Power Buyer Knock believes it’s found a creative way to help take some of the sting out of rising mortgage rates — by letting homebuyers use the equity in their existing home to buy down their mortgage rate or make a bigger down payment on their next home purchase.
The new interest-free home equity advance announced by Knock Tuesday is available to homebuyers using the company’s “Home Swap” product to buy their next home before they sell their existing property.
“With mortgage rates doubling since the start of the year and home prices continuing to grow at double-digits, buying a home has gotten a lot more expensive,” Knock co-founder and CEO Sean Black said in a statement. “At the same time, homeowners have more of their wealth tied up in their home than any other time in history.”
Americans have about $11 trillion in tappable equity tied up in their homes, or about $207,00 on average, according to a recent analysis by real estate data aggregator Black Knight.
Paying an up-front fee to buy down your interest rate can save homebuyers money — but only if they stay in their new home long enough to recoup the costs, the Consumer Financial Protection Bureau advises.
Interest rate buydowns and other fees are usually expressed in “points” — one point is equal to 1 percent of the loan balance.
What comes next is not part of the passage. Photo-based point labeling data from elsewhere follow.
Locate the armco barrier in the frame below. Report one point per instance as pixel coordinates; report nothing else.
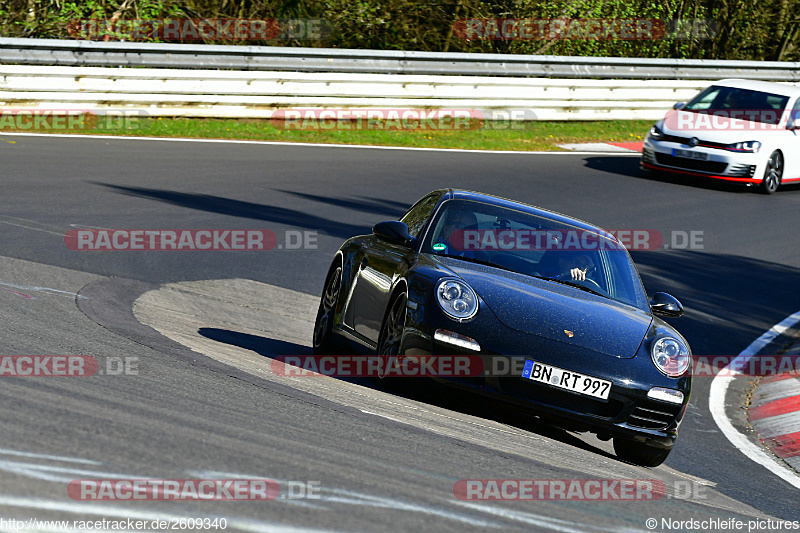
(253, 82)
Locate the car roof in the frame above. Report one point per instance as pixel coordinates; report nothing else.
(782, 89)
(461, 194)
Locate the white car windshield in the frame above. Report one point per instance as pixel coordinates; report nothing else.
(755, 106)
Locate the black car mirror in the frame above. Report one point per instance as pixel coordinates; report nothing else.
(664, 304)
(393, 231)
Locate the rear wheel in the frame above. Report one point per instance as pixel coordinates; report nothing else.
(773, 173)
(323, 325)
(391, 334)
(639, 453)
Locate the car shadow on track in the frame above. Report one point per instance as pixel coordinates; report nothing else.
(381, 206)
(417, 389)
(242, 209)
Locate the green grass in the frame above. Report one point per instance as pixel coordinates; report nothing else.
(523, 136)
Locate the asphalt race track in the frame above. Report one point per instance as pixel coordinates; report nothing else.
(197, 329)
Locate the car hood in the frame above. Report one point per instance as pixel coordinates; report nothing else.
(550, 310)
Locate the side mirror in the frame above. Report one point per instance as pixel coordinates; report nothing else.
(393, 231)
(664, 304)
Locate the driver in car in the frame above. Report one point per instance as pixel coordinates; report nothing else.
(575, 266)
(457, 220)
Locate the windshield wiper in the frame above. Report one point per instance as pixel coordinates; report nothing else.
(480, 261)
(576, 285)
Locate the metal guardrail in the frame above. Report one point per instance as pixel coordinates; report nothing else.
(158, 55)
(238, 93)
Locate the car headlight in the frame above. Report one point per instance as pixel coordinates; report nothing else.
(670, 355)
(657, 134)
(747, 146)
(457, 299)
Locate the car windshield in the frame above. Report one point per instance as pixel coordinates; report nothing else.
(744, 104)
(536, 246)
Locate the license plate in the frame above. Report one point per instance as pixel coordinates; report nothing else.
(688, 154)
(567, 379)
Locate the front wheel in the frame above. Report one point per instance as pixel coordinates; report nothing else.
(773, 173)
(639, 453)
(323, 325)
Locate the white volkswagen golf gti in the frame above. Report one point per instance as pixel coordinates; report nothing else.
(736, 130)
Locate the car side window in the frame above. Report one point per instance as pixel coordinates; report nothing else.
(417, 217)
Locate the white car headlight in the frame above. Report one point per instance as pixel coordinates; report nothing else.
(656, 133)
(671, 356)
(457, 299)
(747, 146)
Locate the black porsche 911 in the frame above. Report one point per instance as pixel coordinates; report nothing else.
(468, 273)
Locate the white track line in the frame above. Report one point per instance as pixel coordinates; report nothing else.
(716, 404)
(284, 143)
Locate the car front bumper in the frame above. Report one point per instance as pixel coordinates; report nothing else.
(739, 167)
(627, 413)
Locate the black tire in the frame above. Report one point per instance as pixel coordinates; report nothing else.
(639, 453)
(323, 325)
(773, 173)
(391, 334)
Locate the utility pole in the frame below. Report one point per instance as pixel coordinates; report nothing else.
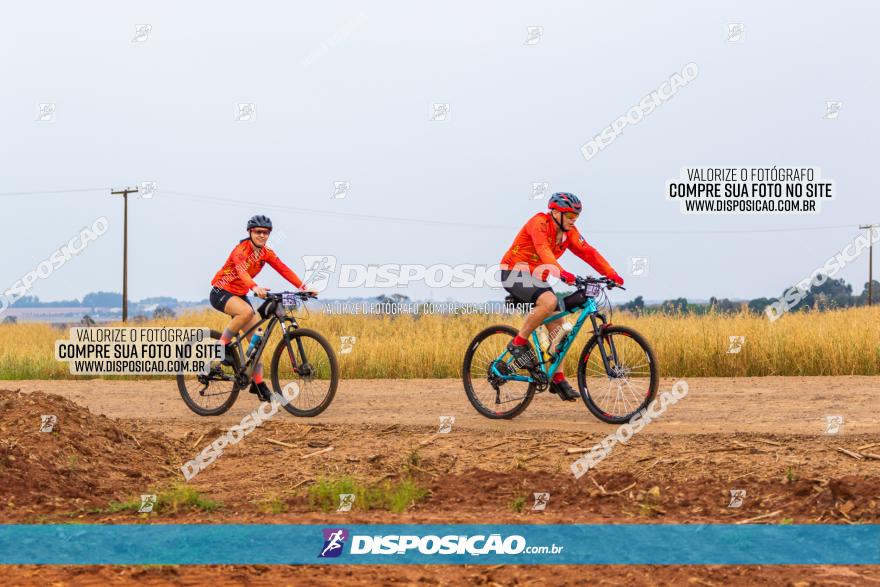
(869, 227)
(124, 193)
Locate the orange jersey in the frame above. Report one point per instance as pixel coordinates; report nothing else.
(244, 263)
(536, 246)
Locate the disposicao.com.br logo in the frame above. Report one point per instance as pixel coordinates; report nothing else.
(476, 545)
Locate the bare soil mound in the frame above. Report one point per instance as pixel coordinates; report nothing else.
(84, 461)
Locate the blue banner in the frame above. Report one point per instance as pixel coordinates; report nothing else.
(634, 544)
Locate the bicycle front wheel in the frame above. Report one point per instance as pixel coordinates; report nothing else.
(311, 364)
(493, 396)
(629, 384)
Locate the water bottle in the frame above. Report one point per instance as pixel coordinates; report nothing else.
(544, 339)
(255, 341)
(560, 336)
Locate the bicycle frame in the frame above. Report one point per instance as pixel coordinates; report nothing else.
(587, 310)
(248, 363)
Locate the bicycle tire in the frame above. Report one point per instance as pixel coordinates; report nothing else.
(187, 399)
(582, 375)
(333, 364)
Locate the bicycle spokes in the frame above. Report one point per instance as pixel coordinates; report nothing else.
(618, 374)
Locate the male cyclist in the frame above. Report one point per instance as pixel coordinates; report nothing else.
(527, 264)
(235, 279)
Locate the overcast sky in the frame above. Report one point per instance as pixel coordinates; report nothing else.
(343, 91)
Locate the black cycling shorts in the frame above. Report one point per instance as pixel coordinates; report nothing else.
(219, 297)
(523, 286)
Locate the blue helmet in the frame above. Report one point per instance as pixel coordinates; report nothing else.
(565, 202)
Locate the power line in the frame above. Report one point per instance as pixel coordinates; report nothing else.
(423, 221)
(50, 192)
(251, 203)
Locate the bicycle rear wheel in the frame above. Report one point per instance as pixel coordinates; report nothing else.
(312, 366)
(212, 393)
(491, 396)
(632, 384)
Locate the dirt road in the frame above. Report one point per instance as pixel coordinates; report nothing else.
(765, 436)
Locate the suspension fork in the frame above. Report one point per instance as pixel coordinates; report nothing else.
(299, 346)
(599, 333)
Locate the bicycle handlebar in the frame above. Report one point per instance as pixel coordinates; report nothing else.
(303, 295)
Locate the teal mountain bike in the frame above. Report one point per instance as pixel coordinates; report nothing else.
(302, 356)
(617, 373)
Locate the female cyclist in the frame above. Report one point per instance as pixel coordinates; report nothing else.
(235, 279)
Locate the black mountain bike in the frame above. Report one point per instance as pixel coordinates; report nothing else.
(616, 372)
(302, 356)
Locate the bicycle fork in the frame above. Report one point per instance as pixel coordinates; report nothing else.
(599, 333)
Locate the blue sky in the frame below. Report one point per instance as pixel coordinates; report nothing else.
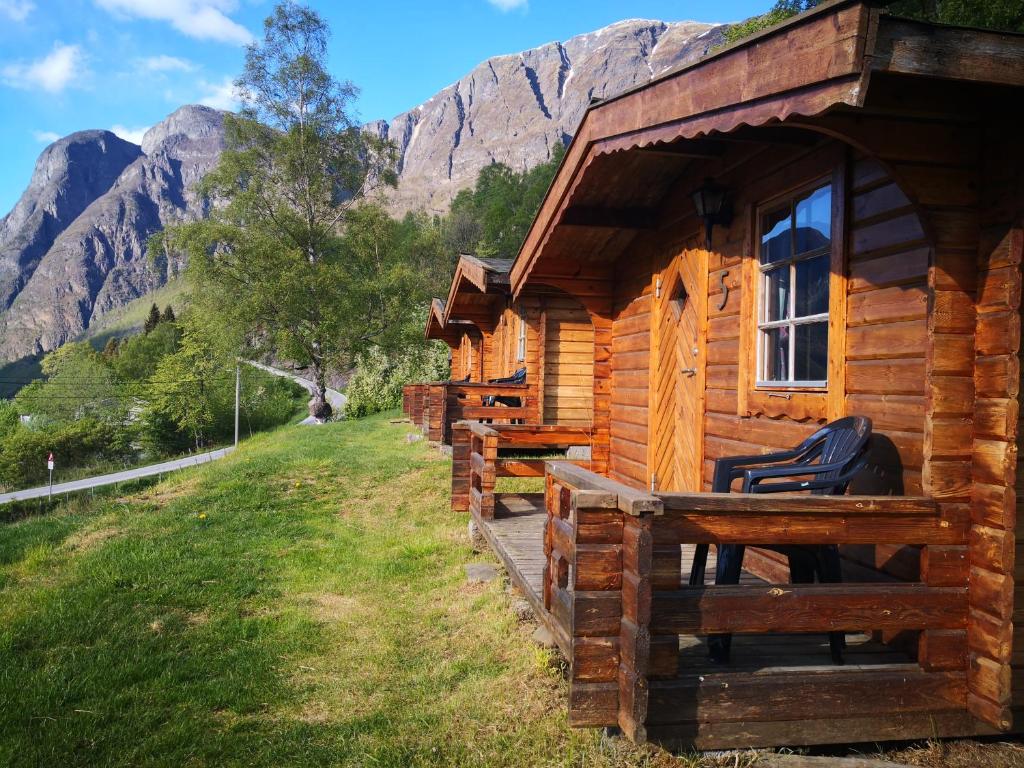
(125, 65)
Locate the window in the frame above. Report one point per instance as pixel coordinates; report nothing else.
(794, 263)
(521, 350)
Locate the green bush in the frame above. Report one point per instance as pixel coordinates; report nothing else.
(377, 380)
(24, 451)
(8, 418)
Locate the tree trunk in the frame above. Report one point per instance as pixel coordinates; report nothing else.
(318, 407)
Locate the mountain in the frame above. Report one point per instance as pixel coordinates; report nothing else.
(515, 109)
(74, 246)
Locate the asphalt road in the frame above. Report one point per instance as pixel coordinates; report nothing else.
(128, 474)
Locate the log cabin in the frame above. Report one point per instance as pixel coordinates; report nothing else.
(491, 335)
(824, 219)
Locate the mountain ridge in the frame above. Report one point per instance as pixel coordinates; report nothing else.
(73, 247)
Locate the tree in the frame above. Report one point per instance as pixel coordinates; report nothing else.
(152, 320)
(190, 387)
(111, 347)
(79, 383)
(269, 261)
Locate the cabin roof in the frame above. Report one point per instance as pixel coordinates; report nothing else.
(475, 286)
(438, 328)
(615, 171)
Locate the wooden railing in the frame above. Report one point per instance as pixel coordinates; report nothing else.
(613, 585)
(446, 402)
(476, 464)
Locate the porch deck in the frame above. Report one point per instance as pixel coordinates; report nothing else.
(603, 566)
(516, 536)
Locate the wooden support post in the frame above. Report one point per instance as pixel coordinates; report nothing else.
(487, 477)
(940, 650)
(634, 638)
(586, 566)
(461, 450)
(996, 478)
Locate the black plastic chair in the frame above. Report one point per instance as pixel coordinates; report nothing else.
(823, 464)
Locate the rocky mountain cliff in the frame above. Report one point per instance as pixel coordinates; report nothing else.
(74, 246)
(515, 109)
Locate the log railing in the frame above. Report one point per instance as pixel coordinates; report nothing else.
(612, 584)
(476, 464)
(446, 402)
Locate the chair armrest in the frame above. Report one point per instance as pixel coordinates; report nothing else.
(730, 468)
(754, 477)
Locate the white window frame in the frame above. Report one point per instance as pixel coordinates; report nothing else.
(792, 323)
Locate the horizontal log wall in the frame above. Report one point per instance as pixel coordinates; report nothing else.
(611, 583)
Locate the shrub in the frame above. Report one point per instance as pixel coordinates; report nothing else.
(377, 380)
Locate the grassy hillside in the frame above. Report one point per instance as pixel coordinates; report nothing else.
(302, 602)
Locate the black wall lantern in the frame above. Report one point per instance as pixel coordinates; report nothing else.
(714, 206)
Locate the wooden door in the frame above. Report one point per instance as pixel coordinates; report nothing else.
(568, 363)
(677, 367)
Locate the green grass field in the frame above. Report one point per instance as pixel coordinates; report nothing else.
(302, 602)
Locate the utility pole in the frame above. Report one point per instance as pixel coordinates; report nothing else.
(238, 397)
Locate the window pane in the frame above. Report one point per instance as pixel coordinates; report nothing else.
(812, 286)
(814, 220)
(775, 232)
(811, 361)
(776, 353)
(777, 294)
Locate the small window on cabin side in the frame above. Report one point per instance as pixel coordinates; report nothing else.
(793, 315)
(521, 349)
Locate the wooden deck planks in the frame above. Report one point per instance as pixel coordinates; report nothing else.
(516, 535)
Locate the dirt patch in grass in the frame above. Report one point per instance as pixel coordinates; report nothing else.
(331, 607)
(165, 493)
(961, 754)
(85, 540)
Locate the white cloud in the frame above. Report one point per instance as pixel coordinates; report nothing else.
(506, 5)
(220, 95)
(203, 19)
(53, 73)
(130, 134)
(164, 62)
(16, 10)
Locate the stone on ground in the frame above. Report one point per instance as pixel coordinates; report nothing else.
(480, 572)
(544, 638)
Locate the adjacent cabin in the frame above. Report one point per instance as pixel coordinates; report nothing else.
(823, 220)
(535, 349)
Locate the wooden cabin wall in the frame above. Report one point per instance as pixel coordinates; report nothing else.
(567, 375)
(995, 631)
(469, 357)
(884, 346)
(631, 369)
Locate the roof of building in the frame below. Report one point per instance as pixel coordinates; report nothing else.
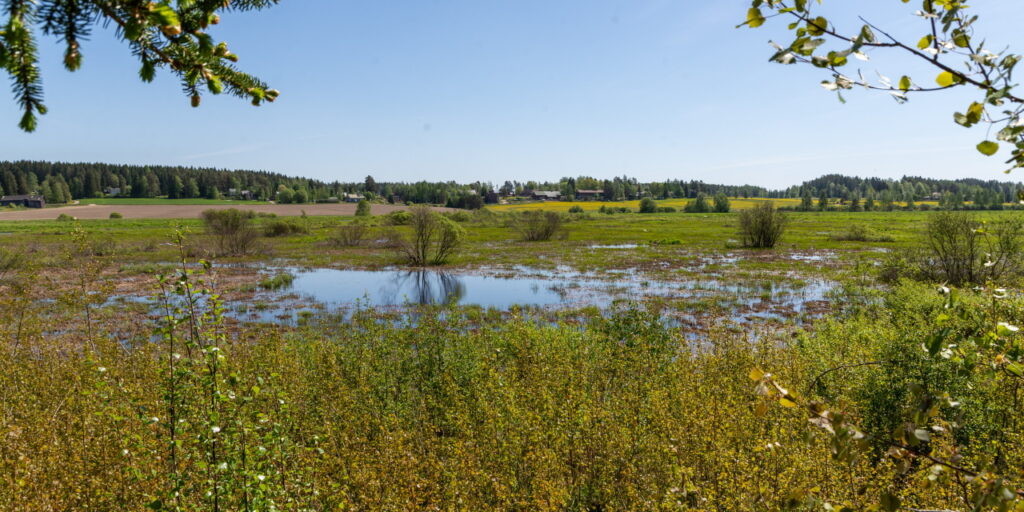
(22, 198)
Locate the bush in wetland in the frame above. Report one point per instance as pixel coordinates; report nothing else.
(399, 217)
(540, 225)
(284, 228)
(432, 241)
(647, 205)
(351, 235)
(363, 208)
(231, 229)
(958, 249)
(698, 205)
(722, 203)
(761, 226)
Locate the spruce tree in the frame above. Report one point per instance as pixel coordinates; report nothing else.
(173, 36)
So a homebuyer paying one point to get a lower interest rate would pay $1,000 for every $100,000 that they’re borrowing. How much of a break they get on their interest rate when paying points depends on the specific lender, the kind of loan, and the overall mortgage market.
Knock, which also serves as the mortgage lender for Home Swap customers, claims homebuyers taking full advantage of its interest-free equity advance can save more than $125,000 in interest over the life of the loan when purchasing a median price home.
Here’s how Knock broke down the numbers in a hypothetical example that’s “for educational purposes only,” since rates are always changing.
Knock says a homebuyer using a zero interest equity advance to make a 30 percent down payment on a median-priced home of $416,000 could qualify for a reduced mortgage rate that would save them about $259 a month, or $93,000 over the 30-year life of the loan.
That means they’d be making a down payment of $124,800 — or $41,600 more than the standard 20 percent down payment of $83,200 on a $416,000 house — and taking out a $291,200 mortgage.
Paying one point to lower their mortgage rate by 0.5 percent would save another $90 a month, or $32,400 over 360 monthly payments, Knock estimates.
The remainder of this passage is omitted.